Cover: Proper EnglishAs you may know, I am among those who have been desperately hoping for KJC to turn her hand to f/f romance. And, given my preferences among KJC’s previous work, I was hoping for a romance/action or romance/supernatural or romance/mystery blend.

This is is the romance/mystery blend, and although it leans a bit further into the ‘frothy period setpiece’ than my preferences do, I was delighted by it and, having received the ARC in return for honest review, swallowed it in one intoxicating sitting. It’s so much more My Jam than… almost any f/f on the market (and unlike a few others out there that are My Jam plotwise, it also has engaging, amusing prose!), so it’s quite hard to review this book.

Things I am delighted by
  • Top notch period history work. Far cry from the widely recommended f/f historical that I threw across the room on page three because the MC was angsting about being seen in physical contact with another woman in what was, if you knew the slightest thing about the period, a perfectly normal social touch. Instead, Patricia and Fenella have both been negotiating the fuzzy boundaries between what is considered normal female homosocial bonding for young women and preferences or desires which are more firmly deviant. (Spoilery note: I love that one of them has been desiring life partnership, but not really thinking about sex as a possibility re: women, while the other has rather more sexual experience but never really thought about forming a life partnership with a woman. Variety! Nuance!)
  • A romantic plot that consists of something other than the lesbian sheep poem in narrative form! There *is* a fair bit of staring, and some ‘well okay, she kissed me, but that doesn’t mean…’, but the main bulk of the romantic plot line is taken up with the two women figuring out the difference between each other’s external social presentation and inner self
  • Hilarious subplot involving a gay male couple, which I shall not spoil. That subplot also turns from hilarious to serious toward the end, and provides some real depth to Patricia’s emotional arc that isn’t dependent on the romantic arc
  • A good range of supporting characters. I was particularly fond of one Ms Victoria Singh, vegetarian and animal rights activist. KJC’s side characters are always a strength, bringing both engaging personalities and ties into various streams of historical demographics and politics. And - pleasing me, personally, in my specific pet interests - a male-female friendship that’s strong, unique, and just… there, providing depth to both the MC and one of the secondary characters.

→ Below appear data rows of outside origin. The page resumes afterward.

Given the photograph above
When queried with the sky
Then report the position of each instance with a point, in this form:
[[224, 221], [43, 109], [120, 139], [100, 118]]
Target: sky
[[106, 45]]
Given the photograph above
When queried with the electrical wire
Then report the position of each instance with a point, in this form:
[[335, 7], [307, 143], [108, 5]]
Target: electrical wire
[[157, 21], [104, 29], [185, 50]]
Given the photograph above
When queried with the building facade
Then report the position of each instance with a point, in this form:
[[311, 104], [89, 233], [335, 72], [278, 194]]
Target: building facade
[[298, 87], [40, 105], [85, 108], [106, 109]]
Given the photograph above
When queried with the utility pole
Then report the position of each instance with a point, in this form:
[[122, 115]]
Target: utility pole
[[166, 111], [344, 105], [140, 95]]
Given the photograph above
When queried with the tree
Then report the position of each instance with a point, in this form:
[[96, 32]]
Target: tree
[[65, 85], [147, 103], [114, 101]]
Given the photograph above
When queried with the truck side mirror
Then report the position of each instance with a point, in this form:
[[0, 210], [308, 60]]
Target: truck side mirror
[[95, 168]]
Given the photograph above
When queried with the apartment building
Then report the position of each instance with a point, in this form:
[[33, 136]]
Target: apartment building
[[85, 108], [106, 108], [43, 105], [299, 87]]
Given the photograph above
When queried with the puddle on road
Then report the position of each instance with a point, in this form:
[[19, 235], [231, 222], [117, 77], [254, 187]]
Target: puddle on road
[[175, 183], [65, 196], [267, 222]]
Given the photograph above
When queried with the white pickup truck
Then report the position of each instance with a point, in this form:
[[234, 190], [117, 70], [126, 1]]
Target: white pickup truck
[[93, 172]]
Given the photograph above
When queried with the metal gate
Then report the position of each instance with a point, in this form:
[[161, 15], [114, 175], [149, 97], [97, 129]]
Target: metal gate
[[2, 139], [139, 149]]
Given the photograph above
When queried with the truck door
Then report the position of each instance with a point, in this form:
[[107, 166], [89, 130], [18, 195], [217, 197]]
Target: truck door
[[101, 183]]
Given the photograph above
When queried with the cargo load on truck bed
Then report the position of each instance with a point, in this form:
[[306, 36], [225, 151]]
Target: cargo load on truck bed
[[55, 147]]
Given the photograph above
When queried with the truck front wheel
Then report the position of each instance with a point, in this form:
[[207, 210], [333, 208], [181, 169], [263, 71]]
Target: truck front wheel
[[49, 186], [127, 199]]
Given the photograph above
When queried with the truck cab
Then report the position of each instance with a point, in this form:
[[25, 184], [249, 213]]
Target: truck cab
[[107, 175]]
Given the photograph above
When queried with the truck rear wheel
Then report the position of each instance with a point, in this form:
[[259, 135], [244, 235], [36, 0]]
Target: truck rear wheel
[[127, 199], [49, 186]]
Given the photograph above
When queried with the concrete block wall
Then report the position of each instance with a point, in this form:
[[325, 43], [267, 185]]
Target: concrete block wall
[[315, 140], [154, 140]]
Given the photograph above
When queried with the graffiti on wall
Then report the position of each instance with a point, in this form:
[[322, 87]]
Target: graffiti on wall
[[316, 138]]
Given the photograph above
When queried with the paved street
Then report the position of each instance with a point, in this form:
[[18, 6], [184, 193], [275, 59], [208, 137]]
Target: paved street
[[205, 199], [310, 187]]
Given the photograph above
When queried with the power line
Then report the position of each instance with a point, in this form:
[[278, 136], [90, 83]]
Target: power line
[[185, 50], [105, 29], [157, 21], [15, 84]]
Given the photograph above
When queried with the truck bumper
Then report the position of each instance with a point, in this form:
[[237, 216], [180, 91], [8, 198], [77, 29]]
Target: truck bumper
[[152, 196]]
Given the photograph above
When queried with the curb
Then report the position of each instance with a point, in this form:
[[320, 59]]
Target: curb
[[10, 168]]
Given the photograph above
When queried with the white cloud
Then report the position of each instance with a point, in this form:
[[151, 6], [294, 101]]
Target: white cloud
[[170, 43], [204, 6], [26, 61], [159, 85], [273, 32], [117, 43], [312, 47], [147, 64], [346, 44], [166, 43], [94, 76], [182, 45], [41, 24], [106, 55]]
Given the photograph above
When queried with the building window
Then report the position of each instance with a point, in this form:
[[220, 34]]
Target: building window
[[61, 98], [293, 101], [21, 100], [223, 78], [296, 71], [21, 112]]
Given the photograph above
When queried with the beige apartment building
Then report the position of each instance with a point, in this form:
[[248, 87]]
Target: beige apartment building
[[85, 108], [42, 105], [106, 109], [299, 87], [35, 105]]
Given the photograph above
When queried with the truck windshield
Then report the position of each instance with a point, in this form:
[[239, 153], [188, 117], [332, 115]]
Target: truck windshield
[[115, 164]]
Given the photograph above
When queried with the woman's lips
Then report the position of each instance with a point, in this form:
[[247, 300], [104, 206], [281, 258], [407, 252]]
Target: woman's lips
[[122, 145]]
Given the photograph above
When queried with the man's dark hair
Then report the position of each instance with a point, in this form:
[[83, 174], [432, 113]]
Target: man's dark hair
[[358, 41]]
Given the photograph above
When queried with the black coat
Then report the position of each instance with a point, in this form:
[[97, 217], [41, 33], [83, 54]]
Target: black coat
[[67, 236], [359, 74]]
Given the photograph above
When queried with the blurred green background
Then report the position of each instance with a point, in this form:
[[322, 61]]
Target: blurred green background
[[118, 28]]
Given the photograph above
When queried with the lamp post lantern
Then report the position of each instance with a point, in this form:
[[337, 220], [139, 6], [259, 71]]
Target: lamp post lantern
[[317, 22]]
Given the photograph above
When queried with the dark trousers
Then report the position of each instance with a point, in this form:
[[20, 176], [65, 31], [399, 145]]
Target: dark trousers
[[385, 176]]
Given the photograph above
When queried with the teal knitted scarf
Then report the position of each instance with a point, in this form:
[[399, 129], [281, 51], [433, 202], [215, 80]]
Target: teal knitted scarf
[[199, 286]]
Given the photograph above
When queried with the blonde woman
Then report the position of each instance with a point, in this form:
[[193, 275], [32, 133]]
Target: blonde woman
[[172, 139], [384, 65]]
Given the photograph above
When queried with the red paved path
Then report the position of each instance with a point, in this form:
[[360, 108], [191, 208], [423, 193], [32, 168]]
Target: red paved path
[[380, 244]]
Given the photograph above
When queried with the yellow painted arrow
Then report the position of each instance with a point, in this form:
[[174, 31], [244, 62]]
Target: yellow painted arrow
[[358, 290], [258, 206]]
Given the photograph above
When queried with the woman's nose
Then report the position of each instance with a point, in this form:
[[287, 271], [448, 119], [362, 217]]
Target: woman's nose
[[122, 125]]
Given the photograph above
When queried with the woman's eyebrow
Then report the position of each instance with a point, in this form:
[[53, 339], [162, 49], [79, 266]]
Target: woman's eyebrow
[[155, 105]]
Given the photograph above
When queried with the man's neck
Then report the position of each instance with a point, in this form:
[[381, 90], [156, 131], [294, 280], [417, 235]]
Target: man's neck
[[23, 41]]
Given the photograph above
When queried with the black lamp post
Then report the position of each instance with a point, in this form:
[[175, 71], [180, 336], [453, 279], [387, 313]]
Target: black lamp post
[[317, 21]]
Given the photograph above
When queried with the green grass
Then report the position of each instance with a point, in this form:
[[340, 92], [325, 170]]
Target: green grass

Things that are less brilliant: I feel bad listing these, because I love that this book exists! I want KJC to write more of them! But, uh. You may have noticed I measure most historicals against KJC? I also measure KJC against KJC, and this is - while not her weakest - definitely not her strongest work.
  • Pacing: The mystery and romance plots were out of sync. The latter had pretty much resolved by the time the former exploded. There was also no point in the overlap where either MC had a real reason to mistrust each other, and I feel like that was a missed opportunity there.
  • Sex: It’s fine! It’s fun! It’s better than many f/f romances out there! If you *don’t* like KJC’s kinkier work, then this book is definitely for you. I’m… just going to be over here feeling bad because I liked this but am still wishing for something more, and that something more can basically be summed up as ‘the kind of dynamics KJC writes for period historical MEN at terrible house parties’.


In short: I loved this book, but I loved it in the way that you love things for existing so you can’t hold their weaknesses against them the way you would for something that existed in abundance. I would definitely pay for it. It’s not KJC’s best work but I devoutly hope it’s not her last in the f/f market.